Situs RT melaporkan, komite khusus Crisis Group untuk mencegah penyebaran virus corona di Irak mengatakan dalam sebuah pernyataan: Beberapa minggu setelah penyebaran virus corona di negara itu dan sejumlah rekan senegaranya terjangkit epidemi dan beberapa orang meninggal, otoritas nasional dan moral serta pekerjaan mewajibkan kita agar orang Irak sedari awal selalu mengetahui jumlah orang yang terinfeksi dan meninggal.

Komite ini menambahkan: "Dengan berdasarkan pada resolusi No. 89 tahun 1981, undang-undang umum kesehatan dan RUU WHO, dan meskipun adanya tindakan pencegahan, menyebut kesinambungan pertemuan-pertemuan dengan segala bentuk apapun adalah di antara faktor paling berbahaya untuk penyebaran virus Corona. Karenanya, dengan menekankan pada keputusan sebelumnya, kami telah memerintahkan agar tindakan ini dilanjutkan dan setiap aksi perkumpulan dilarang."

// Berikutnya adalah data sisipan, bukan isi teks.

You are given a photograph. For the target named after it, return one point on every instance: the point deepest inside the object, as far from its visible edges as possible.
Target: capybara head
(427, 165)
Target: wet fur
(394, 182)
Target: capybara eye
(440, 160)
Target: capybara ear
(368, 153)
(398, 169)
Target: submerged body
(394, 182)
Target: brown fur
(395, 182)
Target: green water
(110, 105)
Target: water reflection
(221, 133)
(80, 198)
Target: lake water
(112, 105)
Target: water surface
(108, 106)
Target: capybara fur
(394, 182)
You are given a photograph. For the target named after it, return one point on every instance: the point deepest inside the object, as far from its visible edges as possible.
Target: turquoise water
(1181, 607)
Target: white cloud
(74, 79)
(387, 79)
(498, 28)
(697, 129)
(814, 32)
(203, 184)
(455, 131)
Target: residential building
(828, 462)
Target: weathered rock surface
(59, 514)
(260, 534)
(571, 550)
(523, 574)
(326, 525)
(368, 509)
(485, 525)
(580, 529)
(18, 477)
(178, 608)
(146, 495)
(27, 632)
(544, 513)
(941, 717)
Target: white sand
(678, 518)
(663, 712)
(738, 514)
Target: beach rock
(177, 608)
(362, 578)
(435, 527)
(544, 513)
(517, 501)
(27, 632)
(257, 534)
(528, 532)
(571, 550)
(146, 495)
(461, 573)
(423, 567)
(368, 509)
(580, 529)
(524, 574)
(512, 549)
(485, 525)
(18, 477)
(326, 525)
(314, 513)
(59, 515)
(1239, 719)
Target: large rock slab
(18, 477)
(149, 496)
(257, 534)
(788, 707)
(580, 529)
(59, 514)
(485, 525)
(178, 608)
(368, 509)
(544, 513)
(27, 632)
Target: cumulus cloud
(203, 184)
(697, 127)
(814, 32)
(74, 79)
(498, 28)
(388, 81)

Dalam pernyataan itu ditekankan, Komite Krisis menyetujui pelarangan segala bentuk perkumpulan para peziarah di kota-kota ziarah dan atabah suci untuk mencegah penularan virus corona dan kesehatan sesama warga. Penyelenggaraan semua acara olahraga dan acara juga dilarang, dan warga negara dijustifikasi agar tidak menyelenggarakan segala bentuk acara-acara perayaan gembira, yang menyebabkan terbentuknya perkumpulan.

Komite Krisis Irak juga meminta kepada warga irak yang datang dari Cina, Iran, Italia, Korea Selatan, Jepang, Thailand, Singapura, Kuwait dan Bahrain untuk tinggal di fasilitas rumah karantina selama 14 hari sehingga kelompok-kelompok medis spesialis yang berafiliasi dengan kementerian menangaani kondisi mereka di rumah.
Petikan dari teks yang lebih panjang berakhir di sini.